Michael McFedries, Donald and Pat’s son, came through Juniorsurf and qualified as a lifeguard in 1993.  He became an IRB operator and patrolled Ōtaki beach for a few seasons, as both a volunteer and Regional Lifeguard before moving on to other things.


John Housiaux was one of the earliest members of the club to qualify as a surf lifesaver, in 1954.  John was involved in the club for many years and was well known in Western Districts and throughout New Zealand as a bit of a character.  He pioneered IRBs in the club but also produced a forerunner of today’s rescue tubes with a styrofoam buoy attached to a standard surf belt by a few metres of the surf line.  Another of his inventions was a sealed wooden box containing the two-way radio that was strapped into the IRB thus facilitating communication back to the beach. John is a Life Member of Ōtaki,  and Western Districts, and has a New Zealand Service award.  John has lived in Australia for the past twenty years but still visits his family and the club each Christmas.


 Next in line comes Peter, John’s son, who joined the club in the early 1970s as swimming was seen as a way to counter his asthma.  Peter, aka Fish, became a good swimmer and, after honing his skills on boards and skis, became an ironman who literally put his guts on the line in competition.  Peter was part of a junior canoe rescue team that won Ōtaki’s first medal at the nationals – gold in 1977.  Over the next ten years, he went on to coach and paddle in two canoe crews which took bronze in 1984 and silver in 1988.  Pete has held most positions in the club and is currently the head coach.   Like his dad, Peter is a Life Member of Ōtaki, and Western Districts, and has a New Zealand Service award.


It was inevitable that Pete introduced his wife, Ann Marie, into the club to support their kids, Josh and Jordan, who were enrolled in the nippers programme. To better understand surf lifesaving, Ann Marie became a qualified lifeguard in 1998, and she and Peter took over running Ōtaki's Juniorsurf programme.  With Peter’s experience as a lifeguard and competitor and Ann Marie’s skill as an administrator, they complemented each other perfectly and they created innovative and exciting ways to attract and retain both kids and parents who thoroughly enjoyed being involved in the team.  Over the past ten years, they have successfully led a group of about 20 youngsters through from Juniorsurf to U19 competition where they are today.  Ann Marie is currently the club’s publicity officer, maintains the database, and is a respected committee person.
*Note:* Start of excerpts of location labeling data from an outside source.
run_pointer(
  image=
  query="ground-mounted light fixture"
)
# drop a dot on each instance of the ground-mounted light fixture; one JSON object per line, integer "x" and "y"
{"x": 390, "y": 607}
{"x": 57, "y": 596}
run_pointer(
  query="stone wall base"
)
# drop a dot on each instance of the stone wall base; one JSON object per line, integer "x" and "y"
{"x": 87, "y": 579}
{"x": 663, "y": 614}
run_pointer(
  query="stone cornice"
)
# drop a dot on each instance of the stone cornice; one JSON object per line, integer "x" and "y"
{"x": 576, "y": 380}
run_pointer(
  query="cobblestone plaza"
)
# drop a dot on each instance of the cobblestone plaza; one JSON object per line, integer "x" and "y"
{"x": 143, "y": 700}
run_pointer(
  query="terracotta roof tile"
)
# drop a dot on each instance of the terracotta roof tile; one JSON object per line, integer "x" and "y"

Ann Marie has a club Distinguished Service award and Western Districts and New Zealand service awards.


Josh Housiaux qualified as a lifeguard in 2003.  He has served as a Patrol Captain and an IRB Operator.


Jordan Housiaux became a lifeguard in 2006.  She won titles at the Ocean Athletes Junior surf competitions and in 2007 a silver at the Nationals in women’s double ski.  Jordie has served as a Patrol Captain and has her IRB Operator's qualification.